La música que se escucha hoy
Cuando estamos solos, si nadie nos ve, nadie nos oye, con Ezequiel hacemos algo que dijimos que no íbamos a hacer pero que no podemos evitar: nos parecemos a nuestros padres. En el auto durante un viaje, un trayecto largo sin semáforos (seguro la ruta, la ciudad no nos deja), cuando salimos a caminar, decimos eso que en otros lugares quizá callamos.
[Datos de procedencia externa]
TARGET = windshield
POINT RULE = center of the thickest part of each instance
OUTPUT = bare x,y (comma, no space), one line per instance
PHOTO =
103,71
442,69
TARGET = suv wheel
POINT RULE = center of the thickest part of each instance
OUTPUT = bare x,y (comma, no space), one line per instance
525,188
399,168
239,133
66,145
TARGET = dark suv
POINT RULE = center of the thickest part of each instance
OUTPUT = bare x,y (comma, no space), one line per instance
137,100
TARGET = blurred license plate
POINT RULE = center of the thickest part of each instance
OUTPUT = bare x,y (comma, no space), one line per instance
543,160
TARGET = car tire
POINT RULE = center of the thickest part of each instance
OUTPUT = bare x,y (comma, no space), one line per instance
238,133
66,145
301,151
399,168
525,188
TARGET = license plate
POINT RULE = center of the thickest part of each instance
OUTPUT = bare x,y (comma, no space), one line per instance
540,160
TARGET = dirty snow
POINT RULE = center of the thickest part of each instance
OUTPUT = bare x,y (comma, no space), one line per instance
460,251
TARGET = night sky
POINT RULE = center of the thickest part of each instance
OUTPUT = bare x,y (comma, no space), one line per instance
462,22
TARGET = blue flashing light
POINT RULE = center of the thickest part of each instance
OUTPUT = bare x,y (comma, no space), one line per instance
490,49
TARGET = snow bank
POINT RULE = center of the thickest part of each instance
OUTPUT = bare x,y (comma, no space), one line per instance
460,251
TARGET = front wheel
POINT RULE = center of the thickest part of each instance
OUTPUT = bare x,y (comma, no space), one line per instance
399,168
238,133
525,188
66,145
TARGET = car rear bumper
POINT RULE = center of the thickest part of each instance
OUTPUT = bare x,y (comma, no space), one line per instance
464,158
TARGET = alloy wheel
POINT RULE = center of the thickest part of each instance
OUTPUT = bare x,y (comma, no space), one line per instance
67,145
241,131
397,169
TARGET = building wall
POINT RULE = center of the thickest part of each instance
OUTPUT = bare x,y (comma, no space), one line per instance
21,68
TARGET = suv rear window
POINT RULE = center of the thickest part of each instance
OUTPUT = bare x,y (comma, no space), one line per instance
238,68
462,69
Debería haber estudiado otra carrera, por qué las chicas salen a bailar en invierno con tan poca ropa, ¿no tienen frío?, para qué fuman tanto, no es necesario emborracharse para pasarla bien, no se entiende lo que dicen.
Últimamente estamos repetitivos (también como nuestros padres) y le dedicamos mucho tiempo a la música, a la música que se escucha ahora y que hacen jóvenes veinteañeros, a esta música que no para de sonar en las radios, en la televisión, en los boliches, en las redes, esta música que suena tanto que parece toda una, que suena con videos de cualquier cosa, con videos de pasitos que hay que hacer sí o sí, esa canción que nos hace acordar en algún punto al “Provócame” de Chayanne en los 90 que decía “libérate de una vez, ten valor” y entonces clap clap de puñito arriba a la derecha, clap clap de puñito abajo a la izquierda, pulgar de la mano derecha por encima del hombro, lo mismo del otro lado, onditas para arriba y dos palmas.
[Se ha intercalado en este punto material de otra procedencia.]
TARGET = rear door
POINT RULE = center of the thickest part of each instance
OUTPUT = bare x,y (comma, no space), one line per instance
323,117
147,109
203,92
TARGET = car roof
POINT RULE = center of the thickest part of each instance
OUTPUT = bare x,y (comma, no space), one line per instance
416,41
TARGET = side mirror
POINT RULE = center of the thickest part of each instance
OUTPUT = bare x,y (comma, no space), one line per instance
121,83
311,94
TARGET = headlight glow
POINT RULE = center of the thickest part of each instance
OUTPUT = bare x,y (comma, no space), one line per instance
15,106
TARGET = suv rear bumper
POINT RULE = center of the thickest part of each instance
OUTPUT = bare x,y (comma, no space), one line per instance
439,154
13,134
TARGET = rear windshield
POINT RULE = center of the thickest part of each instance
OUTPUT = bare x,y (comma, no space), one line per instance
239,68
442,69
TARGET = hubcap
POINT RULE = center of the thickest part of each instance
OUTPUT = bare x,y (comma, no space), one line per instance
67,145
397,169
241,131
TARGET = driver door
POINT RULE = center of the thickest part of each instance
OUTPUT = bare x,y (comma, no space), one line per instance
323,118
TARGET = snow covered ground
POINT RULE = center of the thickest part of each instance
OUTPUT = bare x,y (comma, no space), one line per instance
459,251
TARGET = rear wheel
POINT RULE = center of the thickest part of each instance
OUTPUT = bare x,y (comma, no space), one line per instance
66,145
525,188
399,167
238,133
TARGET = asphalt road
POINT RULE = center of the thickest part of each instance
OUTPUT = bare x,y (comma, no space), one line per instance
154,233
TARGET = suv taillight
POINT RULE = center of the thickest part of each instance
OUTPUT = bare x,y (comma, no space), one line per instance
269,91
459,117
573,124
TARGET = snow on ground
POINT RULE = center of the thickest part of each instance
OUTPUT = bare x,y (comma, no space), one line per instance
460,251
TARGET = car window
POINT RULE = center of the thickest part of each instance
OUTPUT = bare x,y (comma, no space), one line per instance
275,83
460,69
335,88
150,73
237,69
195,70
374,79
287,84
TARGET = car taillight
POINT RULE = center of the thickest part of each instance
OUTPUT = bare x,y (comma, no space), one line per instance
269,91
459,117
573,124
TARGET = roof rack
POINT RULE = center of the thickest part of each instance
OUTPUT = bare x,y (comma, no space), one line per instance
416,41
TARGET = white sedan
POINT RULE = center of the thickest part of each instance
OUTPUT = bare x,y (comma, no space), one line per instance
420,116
Repetimos que es una cagada, lo mismo que repetía mi madre por aquellas tardes en que yo me encerraba en mi habitación de esa esquina de Lomas de Zamora y prendía el discman que me habían comprado, le enchufaba los dos miniparlantes y ponía en ese artilugio muy de mi padre al volumen más alto que podía “No lo soñé”, de Diego Torres, y después una y otra vez “Wonderwall” de los hermanos Gallagher, que eran oasis entonces y para mi madre ni a los talones les llegaban a The Beatles. Repetimos que es una basura y me desconozco, pero me veo ahí, reflejada, yo como ellos, yo soy ellos, yo, ellos. El otro día incluso me atreví a ser malvada y sobre la música de ahora dije además algo así como que en los temas los que cantan tienen que decir sus nombres, quiénes son, mientras cantan porque si no nadie los reconoce. Ezequiel se rio.
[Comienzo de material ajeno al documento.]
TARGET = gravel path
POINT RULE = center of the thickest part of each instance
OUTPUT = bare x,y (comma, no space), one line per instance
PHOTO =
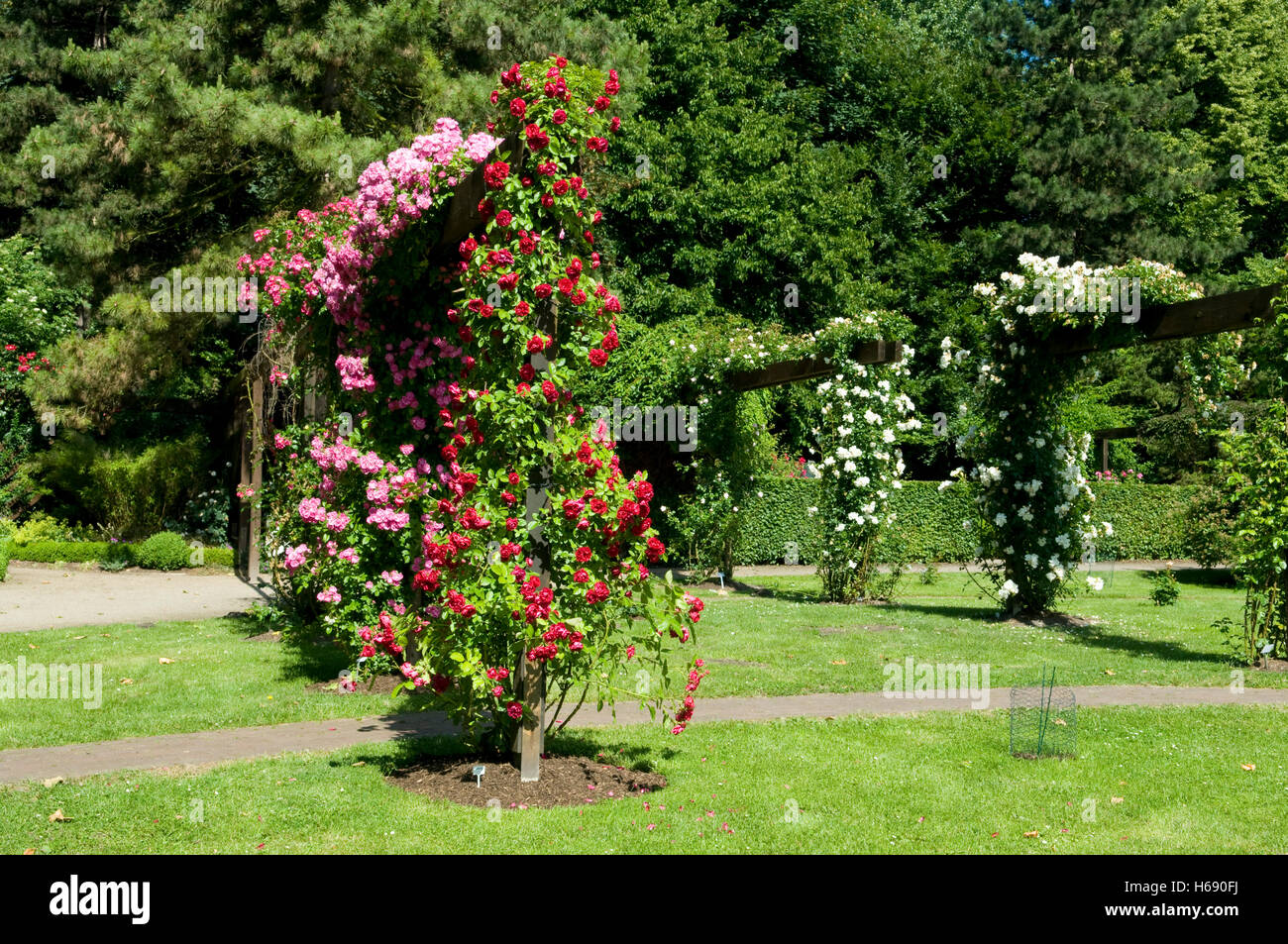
217,746
44,597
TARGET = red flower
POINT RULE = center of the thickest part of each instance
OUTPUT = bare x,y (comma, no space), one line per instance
494,174
537,138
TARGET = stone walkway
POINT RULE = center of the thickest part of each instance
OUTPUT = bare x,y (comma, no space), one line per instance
44,597
239,743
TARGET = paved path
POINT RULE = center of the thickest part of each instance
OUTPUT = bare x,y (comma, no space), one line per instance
211,747
43,597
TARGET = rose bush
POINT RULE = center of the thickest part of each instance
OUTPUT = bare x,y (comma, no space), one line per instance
1033,519
458,514
864,411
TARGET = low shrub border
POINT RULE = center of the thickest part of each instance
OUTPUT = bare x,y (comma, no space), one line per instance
93,552
1147,522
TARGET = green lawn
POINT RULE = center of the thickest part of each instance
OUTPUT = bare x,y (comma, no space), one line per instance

Me quejo pero no me gusta. Vivo en lucha con eso que no quiero ser. Quiero entender todo, quiero aceptar todo, quiero buscar lo lindo en todo. Los escucho igual, los entiendo poco, no los disfruto. El ritmo duro, un poco seco, desalineado; esas frases “en el mercho escuchando Fercho”, “yo estoy mejor, aquí con la mía”, “mientras va al party sube un video”, “te bloqueé de insta pero por otra cuenta veo tus historias”, “las gata’ se ponen fuerte y no van al gimnasio”. Entiendo a Wos, a Billie Eilish, a Harry Styles (por supuesto). Pero después este presente me deja tan sola. Me convenzo de que se está perdiendo algo, algo no es como antes, pero eso también era lo que afirmaban mis padres. Rosalía me gusta, me pone un poco de buen humor, pero el día avanza y empiezo a sentir un agobio, como si en segundos alguien me tapara los ojos, me tapara la nariz, me tapara la boca y entonces tengo un espasmo y debo volver. Pongo a George Harrison, a Liam, a Calamaro.
Me niego a decir que la música de mi época era mejor. El piano de Fito Páez, la voz de Luis Miguel, las letras de Spinetta, el Auto-Tune inexistente. No quiero hablar así. Debe ser otra cosa. Quizás el problema sea una barrera que no se ve pero que está y que no me permite disfrutar de estos temas porque no me corresponden. Quizá solo estoy celosa y por eso critico. Que la música que se escuche en todos lados no me guste es el principio de algo. Hay un centro, un cetro, que ya no es mío. Qué maldito este tiempo, el paso del tiempo, los años. Nos quita hasta el gusto.